今だけではなく、将来も続けて医療やケアを受ける権利
11. あなたは継続的な医療やケア(気配り、世話など)を受けることができます。また、日々の生活の中でさまざまな立場のおとなに支えてもらう権利を持っています。
病棟の思い出
こども病院に勤めていた頃、重症の脳炎で、「昨日までは普通に生活していた」けれど、ある日突然24時間けいれんを繰り返し、寝たきりになってしまいPICU(小児のICU、集中治療室)に入院していた子がいた。
本来であれば両親が毎日面会に来て、手を握ったり顔を見たりすることができるはずなんだけど、ちょうど新型コロナウイルス感染症の流行が始まり、PICUも感染を防ぐため一切面会禁止になってしまった。その事自体は今考えても、仕方がないのかなと思う。
結局その子は数か月PICUに入院して、PICUの先生たちはかなりけいれんのコントロールに難渋していたんだけど、その間両親は一切状況がわからないまま、一緒に一般病棟に転床してきた。担当医(の一人)になった自分は、その子の医学的な状況や今後の見通し、治療についてなかなか分かってもらえなくて苦労したのを覚えている。考えてみれば当然で、まさか昨日まで元気に学校に行っていた我が子が、寝たきりの障害者になり、元通り生活できる可能性がゼロに等しいだなんて受け入れられるはずがない。

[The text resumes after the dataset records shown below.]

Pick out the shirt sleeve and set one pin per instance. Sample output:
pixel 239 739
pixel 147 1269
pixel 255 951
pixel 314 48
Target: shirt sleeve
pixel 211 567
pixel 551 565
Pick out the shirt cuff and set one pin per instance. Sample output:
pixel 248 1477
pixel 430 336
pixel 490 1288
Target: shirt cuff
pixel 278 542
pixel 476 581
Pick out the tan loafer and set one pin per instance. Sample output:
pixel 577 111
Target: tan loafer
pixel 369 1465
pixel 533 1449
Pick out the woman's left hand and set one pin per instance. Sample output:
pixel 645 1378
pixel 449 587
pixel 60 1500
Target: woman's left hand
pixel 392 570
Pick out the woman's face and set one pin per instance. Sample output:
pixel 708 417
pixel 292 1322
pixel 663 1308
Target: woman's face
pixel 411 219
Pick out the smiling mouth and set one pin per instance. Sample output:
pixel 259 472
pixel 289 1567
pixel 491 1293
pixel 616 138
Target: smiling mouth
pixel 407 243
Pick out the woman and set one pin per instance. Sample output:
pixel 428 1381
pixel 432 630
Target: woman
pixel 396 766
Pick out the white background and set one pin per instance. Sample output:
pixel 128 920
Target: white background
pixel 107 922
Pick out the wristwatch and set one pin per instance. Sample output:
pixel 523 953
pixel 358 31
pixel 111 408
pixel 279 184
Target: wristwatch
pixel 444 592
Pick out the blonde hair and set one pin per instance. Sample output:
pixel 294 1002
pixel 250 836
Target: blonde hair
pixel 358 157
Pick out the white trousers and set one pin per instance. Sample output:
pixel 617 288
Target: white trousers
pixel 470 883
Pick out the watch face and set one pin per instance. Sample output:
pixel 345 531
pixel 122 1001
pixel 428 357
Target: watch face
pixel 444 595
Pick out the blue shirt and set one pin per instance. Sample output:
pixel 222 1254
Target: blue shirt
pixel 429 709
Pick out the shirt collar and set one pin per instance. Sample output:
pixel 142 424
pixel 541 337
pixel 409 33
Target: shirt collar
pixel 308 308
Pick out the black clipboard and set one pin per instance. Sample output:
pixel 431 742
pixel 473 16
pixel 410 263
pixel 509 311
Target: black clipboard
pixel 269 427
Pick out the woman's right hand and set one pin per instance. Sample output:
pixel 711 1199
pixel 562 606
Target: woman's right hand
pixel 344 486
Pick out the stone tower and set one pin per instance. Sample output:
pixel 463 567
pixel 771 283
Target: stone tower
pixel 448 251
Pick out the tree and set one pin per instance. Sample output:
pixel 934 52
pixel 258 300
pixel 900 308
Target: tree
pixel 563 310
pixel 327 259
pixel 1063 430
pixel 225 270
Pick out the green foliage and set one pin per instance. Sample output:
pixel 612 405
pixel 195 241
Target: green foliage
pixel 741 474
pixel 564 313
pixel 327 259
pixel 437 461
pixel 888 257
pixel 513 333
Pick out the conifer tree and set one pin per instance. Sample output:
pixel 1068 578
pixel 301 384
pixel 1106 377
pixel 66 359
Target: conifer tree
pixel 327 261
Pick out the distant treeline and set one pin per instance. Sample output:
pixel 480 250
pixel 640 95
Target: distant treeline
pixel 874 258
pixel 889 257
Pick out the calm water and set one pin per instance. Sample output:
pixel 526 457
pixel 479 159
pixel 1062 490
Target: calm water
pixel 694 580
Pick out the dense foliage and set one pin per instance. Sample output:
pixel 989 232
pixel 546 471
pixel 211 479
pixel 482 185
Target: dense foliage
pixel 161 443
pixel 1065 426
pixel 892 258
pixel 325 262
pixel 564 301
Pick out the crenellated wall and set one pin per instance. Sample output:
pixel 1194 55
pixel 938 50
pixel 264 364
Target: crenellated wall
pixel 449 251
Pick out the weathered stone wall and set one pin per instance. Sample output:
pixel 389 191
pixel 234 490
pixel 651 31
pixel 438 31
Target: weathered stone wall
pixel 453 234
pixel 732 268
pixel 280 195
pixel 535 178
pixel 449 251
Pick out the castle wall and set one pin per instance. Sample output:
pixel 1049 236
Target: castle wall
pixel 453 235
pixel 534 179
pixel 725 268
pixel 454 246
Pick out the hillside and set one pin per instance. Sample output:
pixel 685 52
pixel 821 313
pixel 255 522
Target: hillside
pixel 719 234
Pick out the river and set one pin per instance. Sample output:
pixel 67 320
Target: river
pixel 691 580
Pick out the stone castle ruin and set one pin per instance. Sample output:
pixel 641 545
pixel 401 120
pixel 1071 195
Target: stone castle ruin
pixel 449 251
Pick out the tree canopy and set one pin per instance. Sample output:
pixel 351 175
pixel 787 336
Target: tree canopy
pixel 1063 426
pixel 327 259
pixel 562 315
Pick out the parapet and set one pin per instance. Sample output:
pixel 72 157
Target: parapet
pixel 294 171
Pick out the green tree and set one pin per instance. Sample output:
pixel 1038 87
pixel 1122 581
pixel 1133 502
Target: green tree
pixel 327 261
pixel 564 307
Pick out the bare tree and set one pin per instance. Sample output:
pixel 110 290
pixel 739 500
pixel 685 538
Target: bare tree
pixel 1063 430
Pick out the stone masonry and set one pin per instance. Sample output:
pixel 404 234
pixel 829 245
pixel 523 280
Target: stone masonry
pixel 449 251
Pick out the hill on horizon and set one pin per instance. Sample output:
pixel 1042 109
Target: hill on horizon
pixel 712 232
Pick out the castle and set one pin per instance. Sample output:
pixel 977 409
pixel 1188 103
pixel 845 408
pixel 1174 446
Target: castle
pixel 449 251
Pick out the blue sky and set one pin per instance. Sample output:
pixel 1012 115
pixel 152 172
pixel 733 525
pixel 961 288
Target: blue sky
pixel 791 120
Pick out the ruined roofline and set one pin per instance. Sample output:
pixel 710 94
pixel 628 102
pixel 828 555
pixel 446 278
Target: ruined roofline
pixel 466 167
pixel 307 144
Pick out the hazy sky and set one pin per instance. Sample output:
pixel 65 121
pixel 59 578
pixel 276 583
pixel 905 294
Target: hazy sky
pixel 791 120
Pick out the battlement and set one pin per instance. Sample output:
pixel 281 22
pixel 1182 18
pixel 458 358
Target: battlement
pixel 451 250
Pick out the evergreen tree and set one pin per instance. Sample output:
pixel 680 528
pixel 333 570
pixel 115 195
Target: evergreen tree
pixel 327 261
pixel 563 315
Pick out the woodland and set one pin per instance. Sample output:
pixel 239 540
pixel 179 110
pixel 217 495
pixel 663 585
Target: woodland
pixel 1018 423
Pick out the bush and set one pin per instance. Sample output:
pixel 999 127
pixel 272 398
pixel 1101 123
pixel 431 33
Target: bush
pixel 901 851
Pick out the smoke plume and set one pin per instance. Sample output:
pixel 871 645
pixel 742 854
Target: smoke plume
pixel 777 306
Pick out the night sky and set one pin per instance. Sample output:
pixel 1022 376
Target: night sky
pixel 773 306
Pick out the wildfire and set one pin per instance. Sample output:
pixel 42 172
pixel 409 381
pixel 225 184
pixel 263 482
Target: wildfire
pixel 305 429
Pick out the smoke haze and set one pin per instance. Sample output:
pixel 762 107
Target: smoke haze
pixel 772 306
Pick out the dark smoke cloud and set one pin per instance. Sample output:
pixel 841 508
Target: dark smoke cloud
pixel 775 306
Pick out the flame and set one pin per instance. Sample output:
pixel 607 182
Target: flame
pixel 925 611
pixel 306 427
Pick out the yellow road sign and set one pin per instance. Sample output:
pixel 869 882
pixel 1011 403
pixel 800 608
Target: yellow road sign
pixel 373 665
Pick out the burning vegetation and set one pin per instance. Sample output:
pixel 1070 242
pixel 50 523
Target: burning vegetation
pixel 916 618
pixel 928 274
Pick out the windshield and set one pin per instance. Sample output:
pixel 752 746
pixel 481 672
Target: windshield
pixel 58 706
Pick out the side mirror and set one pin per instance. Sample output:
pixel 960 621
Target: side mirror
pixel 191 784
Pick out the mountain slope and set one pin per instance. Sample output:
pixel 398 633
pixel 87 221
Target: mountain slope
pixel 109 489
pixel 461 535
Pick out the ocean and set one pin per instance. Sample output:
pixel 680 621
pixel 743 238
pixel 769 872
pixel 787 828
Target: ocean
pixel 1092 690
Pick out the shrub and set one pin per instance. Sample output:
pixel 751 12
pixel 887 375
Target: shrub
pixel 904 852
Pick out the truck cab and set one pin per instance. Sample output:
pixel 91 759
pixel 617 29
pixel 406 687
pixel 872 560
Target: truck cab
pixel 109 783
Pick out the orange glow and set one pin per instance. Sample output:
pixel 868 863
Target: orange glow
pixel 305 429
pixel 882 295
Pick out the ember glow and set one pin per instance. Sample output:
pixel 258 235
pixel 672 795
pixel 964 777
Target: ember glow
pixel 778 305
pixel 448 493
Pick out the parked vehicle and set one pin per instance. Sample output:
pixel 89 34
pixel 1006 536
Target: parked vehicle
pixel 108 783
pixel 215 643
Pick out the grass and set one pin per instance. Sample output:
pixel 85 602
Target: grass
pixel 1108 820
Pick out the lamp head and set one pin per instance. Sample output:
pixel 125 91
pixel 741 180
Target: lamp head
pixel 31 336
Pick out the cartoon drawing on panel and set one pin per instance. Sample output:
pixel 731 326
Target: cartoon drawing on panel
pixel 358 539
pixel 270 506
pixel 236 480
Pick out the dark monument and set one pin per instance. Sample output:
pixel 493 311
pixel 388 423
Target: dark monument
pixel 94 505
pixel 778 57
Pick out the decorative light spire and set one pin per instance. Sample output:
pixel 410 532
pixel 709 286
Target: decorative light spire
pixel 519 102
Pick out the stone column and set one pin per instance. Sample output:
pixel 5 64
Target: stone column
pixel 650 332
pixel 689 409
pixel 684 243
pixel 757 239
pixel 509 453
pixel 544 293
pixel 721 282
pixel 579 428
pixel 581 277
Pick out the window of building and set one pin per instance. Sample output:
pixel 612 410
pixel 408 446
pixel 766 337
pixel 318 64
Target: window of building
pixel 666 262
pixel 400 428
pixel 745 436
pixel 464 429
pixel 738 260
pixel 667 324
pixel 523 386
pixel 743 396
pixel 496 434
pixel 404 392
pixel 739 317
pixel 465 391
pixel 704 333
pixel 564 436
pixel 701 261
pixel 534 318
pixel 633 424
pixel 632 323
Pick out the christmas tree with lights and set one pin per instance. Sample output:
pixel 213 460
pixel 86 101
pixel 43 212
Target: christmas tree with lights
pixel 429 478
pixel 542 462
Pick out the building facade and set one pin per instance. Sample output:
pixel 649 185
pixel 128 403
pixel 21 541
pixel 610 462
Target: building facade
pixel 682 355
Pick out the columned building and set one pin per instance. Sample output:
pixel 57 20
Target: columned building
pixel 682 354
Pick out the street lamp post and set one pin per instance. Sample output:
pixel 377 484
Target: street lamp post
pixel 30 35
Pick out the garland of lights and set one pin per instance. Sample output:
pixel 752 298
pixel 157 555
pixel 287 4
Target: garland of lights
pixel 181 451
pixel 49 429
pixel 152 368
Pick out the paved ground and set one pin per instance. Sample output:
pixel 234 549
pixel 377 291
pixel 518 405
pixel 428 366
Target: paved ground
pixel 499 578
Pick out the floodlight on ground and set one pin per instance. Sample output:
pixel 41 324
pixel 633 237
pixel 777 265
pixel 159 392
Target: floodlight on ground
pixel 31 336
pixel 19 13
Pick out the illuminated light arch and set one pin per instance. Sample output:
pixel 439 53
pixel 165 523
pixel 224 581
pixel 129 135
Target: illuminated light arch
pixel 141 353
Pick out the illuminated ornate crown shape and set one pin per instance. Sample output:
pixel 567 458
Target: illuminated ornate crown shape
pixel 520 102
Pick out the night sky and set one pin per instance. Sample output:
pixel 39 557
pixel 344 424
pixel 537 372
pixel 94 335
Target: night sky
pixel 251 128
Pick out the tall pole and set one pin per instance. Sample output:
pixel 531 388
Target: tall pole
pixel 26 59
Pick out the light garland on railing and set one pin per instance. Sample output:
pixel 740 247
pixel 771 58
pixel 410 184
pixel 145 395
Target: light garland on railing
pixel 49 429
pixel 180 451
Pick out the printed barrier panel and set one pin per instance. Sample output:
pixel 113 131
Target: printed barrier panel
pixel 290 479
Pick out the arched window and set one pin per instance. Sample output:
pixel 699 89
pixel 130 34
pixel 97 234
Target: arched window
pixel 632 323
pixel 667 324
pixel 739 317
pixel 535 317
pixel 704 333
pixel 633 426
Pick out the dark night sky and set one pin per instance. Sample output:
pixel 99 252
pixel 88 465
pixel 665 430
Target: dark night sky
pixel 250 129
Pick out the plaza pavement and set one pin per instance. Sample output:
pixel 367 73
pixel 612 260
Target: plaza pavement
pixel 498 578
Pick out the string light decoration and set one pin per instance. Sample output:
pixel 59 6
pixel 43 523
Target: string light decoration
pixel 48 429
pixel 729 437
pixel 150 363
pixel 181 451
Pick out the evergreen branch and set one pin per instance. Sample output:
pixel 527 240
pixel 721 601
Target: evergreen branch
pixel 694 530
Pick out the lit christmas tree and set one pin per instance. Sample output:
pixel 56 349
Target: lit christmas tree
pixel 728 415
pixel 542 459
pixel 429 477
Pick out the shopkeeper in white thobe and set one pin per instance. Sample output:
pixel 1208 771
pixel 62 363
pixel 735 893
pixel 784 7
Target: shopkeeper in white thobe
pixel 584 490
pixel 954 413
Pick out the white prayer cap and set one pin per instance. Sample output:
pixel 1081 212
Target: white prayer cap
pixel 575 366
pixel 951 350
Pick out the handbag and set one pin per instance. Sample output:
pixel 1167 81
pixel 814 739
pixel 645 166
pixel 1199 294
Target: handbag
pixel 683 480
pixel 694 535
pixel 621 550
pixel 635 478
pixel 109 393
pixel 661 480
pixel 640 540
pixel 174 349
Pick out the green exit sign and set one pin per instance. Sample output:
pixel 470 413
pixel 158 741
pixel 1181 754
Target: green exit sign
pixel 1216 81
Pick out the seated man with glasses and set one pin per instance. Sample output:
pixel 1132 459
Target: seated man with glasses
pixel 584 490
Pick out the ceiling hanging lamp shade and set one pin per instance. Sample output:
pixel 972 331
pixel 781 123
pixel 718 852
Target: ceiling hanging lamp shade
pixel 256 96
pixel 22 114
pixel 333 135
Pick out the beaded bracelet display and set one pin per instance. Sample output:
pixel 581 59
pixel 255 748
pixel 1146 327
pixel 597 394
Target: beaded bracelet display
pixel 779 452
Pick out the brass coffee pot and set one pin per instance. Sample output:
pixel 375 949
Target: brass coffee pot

その子の父親はPICUにいる間、面会できないことに対してものすごく怒っていたし、母親もとても悲しんでいた。自分だって、自分の子どもが重症で入院しているのに、一切面会はできませんと言われたらものすごく怒るだろうと思う。
医療における子ども憲章、特に4を読んで、なぜかそのことを鮮明に思い出した。
強い社会
筑波大学の山海先生が雑誌のインタビューで、「強い社会を作りたい」と仰っていたことがある。山海先生と言ってもすぐ分かる人は少ないかも知れないが、ロボットスーツHALの開発者というとピンとくる人も多いだろう。この言葉だけを切り取ってしまうと、もしかしたら嫌悪感を抱く人もいるのかもわからないが、山海先生が続けて述べられたのはこうだ。
強い社会を作りたい。強い社会というのは、強い人間だけが暮らす社会ではない。弱い人間も強い人間も一緒に暮らしていける社会が、強い社会だ。
山海嘉之
自分はいつ病気になったり事故にあうか分からないし、小児科医なので、強い人間だけが暮らす社会で生きていきたいと思わない。自分の子どもたちにも強い人間だけが暮らす社会を作って欲しいと思えない。
学びの意味
もう一つ引用になるが、東京大学の佐藤学先生がこんな事を仰っていた。
自分の幸せは自分の生きる社会に暮らす無数の他人の幸せとつながっている
佐藤学
医療における子供の憲章について
自分にとってはこの憲章は山海先生や佐藤先生の言葉と同じ様にとても大事だと思うので、ここに忘れないようにお気持ちを表明しておく。